Gaffers and Sattler, Inc.
- Company type: Defunct
- Industry: Appliances
- Founded: 1925
- Fate: closed down: 1982 (approx.)
- Headquarters: Los Angeles, California, United States
- Products: gas ranges, electric ranges, built-in gas cooktops and ovens, microwave ovens, dishwashers, vent hoods, air conditioners

= Gaffers and Sattler =

Mid-20th Century Appliance Company

Gaffers and Sattler (often styled Gaffers & Sattler) was a California-based appliance company. Their gas ranges and stand-alone ovens were particularly popular in the Los Angeles area in the middle of the 20th Century.

== History ==
John H. Sattler, George A. Sattler, and W.C. Gaffers established Gaffers and Sattler, Inc. in Los Angeles in 1925. In 1946, Utility Appliance Corporation purchased both Gaffers and Sattler and Occidental Stove.

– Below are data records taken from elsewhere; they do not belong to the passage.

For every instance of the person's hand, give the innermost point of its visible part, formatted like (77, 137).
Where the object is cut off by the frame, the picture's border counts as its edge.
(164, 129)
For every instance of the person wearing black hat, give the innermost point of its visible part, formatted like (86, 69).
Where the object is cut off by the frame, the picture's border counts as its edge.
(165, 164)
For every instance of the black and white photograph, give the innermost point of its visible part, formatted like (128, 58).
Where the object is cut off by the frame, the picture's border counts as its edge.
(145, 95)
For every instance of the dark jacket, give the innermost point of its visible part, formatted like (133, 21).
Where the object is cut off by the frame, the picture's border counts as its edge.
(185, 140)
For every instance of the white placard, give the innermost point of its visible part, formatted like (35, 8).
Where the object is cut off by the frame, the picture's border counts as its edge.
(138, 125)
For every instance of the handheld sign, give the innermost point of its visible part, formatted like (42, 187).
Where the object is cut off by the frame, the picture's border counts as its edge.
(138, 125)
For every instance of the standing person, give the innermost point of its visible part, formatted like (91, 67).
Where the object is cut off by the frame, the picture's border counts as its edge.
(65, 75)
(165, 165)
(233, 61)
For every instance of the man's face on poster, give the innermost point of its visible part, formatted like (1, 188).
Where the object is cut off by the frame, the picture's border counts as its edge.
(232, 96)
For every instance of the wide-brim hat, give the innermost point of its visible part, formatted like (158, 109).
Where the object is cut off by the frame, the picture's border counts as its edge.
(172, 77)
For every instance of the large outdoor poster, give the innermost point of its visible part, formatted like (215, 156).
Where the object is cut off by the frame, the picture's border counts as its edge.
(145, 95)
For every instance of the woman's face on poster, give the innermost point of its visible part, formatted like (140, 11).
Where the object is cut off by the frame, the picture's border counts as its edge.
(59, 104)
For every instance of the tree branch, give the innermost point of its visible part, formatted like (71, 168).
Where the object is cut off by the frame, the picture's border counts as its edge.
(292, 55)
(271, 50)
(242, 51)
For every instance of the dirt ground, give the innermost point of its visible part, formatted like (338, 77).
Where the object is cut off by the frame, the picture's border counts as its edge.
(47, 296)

Republic Corporation then purchased the company in 1961.

In 1968, Republic sold Gaffers and Sattler to Magic Chef for approximately $20 million. By the early 1970s, Businessweek referred to the business as "moneylosing." By 1978, Gaffers and Sattler accounted for approximately one quarter of Magic Chef's total sales. That same year, approximately 350 Teamsters union employees making electric and gas ranges went on strike for one month, leading to a new 35 month contract. By the late 1970s, Gaffers and Sattler employed approximately 900 individuals in a large plant in the City of Industry, California.

== Features ==

Stove features included the "Thermal Eye," which allowed the user to set the burner to a particular temperature. The "Tel-Temp Griddle" was an aluminum griddle that had a built-in thermometer. The "Roast-o-Matic" enabled the cook to delay the oven start a particular number of hours.

In 1956, gas ranges included the "oven sentinel," a probe which could be inserted into meat and then would automatically turn off the oven when the desired temperature was reached.

==Popularity==
In 1973, Mary Tyler Moore appeared in a Gaffers and Sattler ad, highlighting the ease of use of such stoves for busy women.